For me, it turns out that I’ve thought about blogging for a number of years and managed to resist the temptation until now.  I always ended up concluding that it would just be an ego-feeding activity with not much real value.  Although I love to write and I’ve always written for myself recreationally, I’ve never had much of a desire to write for other people.  And given the cacophony of blogging going on right now on the web, I honestly don’t feel that I have much to add that is of value–or that anyone else would care to read.  I’m also the kind of person who always has about a hundred personal projects that I’m working on concurrently, so I really don’t need to add what I figured was a low-value project like blogging to the list.

But in the end, I come back to the core idea of blogging–it really doesn’t matter if anyone else reads this stuff.  If I have some topic that I’ve invested enough thought into to write it down anyway, why not use blogging as a vehicle for my writing?  That way, I end up with all my ramblings and notes in a central place where I can get at them.  And if there’s someone else out there that gets a little bit of value from what I’m rambling on about, that’s fine too.

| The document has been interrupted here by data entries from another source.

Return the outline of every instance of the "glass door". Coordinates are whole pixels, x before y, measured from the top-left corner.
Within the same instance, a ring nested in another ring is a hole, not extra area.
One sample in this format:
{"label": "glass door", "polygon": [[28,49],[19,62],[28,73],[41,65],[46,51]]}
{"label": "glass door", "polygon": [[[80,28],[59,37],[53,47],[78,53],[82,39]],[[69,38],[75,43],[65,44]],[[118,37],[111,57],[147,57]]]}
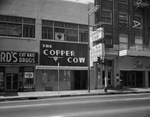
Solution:
{"label": "glass door", "polygon": [[6,73],[6,91],[18,90],[18,74]]}

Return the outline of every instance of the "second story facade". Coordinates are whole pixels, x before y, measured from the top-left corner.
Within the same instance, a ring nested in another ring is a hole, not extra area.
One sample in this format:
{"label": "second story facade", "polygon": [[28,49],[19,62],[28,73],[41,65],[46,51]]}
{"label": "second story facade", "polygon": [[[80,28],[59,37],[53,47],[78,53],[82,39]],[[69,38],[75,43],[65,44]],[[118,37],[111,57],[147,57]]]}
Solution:
{"label": "second story facade", "polygon": [[150,51],[149,0],[95,0],[95,4],[100,5],[95,22],[105,28],[106,47]]}

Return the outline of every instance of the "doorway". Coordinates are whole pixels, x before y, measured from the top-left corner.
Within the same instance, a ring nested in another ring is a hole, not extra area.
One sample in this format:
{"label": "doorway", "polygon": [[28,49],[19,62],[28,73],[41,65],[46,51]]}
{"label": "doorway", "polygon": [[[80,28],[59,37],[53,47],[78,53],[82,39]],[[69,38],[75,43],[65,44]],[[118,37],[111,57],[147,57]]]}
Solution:
{"label": "doorway", "polygon": [[87,71],[75,71],[74,74],[74,89],[87,89]]}
{"label": "doorway", "polygon": [[120,79],[124,87],[143,87],[142,71],[121,71]]}
{"label": "doorway", "polygon": [[17,91],[18,90],[18,74],[17,73],[6,73],[5,90],[6,91]]}

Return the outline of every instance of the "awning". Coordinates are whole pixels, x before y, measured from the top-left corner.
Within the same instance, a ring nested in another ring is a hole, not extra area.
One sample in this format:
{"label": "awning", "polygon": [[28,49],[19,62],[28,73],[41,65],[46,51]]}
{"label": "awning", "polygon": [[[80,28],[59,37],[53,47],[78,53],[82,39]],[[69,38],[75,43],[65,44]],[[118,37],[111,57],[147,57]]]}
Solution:
{"label": "awning", "polygon": [[[58,70],[58,66],[43,66],[37,65],[36,69],[43,69],[43,70]],[[81,66],[59,66],[60,70],[88,70],[88,67],[81,67]]]}
{"label": "awning", "polygon": [[150,57],[150,52],[149,51],[135,51],[135,50],[121,50],[119,51],[119,56]]}

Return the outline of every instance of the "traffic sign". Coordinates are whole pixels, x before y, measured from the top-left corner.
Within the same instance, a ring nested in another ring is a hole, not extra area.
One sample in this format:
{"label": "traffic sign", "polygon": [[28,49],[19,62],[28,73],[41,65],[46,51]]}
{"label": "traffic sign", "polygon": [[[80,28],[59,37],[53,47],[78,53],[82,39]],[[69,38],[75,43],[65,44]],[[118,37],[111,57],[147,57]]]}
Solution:
{"label": "traffic sign", "polygon": [[104,56],[104,52],[105,52],[104,44],[102,44],[102,43],[92,47],[91,50],[90,50],[90,60],[92,62],[96,62],[97,57]]}
{"label": "traffic sign", "polygon": [[93,31],[91,34],[90,34],[90,39],[93,41],[93,42],[96,42],[98,40],[101,40],[104,38],[104,28],[98,28],[96,31]]}

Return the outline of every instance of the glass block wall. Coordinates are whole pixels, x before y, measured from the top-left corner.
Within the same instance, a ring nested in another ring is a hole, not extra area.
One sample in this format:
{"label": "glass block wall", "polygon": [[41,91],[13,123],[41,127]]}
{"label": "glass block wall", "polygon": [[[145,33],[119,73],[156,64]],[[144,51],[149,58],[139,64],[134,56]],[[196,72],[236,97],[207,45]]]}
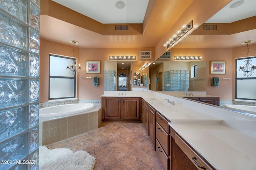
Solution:
{"label": "glass block wall", "polygon": [[1,170],[38,169],[40,0],[0,1]]}
{"label": "glass block wall", "polygon": [[104,90],[116,90],[116,71],[105,70],[104,77]]}
{"label": "glass block wall", "polygon": [[188,70],[171,70],[165,71],[164,91],[188,92],[189,88]]}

As it turns out, I’ve been journaling at a pretty good clip for years.  And, like most diarists, I guess I have a couple of audiences in mind as I write.  My first audience is myself.  Writing about daily life, experiences, or people I interact with is just a great way for me to process everything.

But as I write, I’m also always thinking about my second audience–posterity.  For me, this mainly means–my kids reading my journals at some distant point in the future, after I’ve gone.  I’m sure I’ll write a lot more on this in the future, but this ties in with my passion for family history and capturing personal and family experiences.  I would give anything to have more snippets of writing from my Dad or other family members who are no longer with us.

So that brings my back to blogging.  I’ll never publicly publish any of my journaling on the web.  That’s far too exhibitionist for my taste.  But aside from journaling, there are plenty of miscellaneous thoughts and ramblings that I wouldn’t mind capturing–for myself and in a format that I can pass on to my kids.  I’m under no illusions that I have anything all that mind-bending to say.  But it is what it is and a blog isn’t a half bad place to keep this stuff.  It’s a place that I can come back to myself, for reference.  And if someone else stumbles on my collection of mental trinkets and finds something of value in one of them, then it will have been well worth the effort.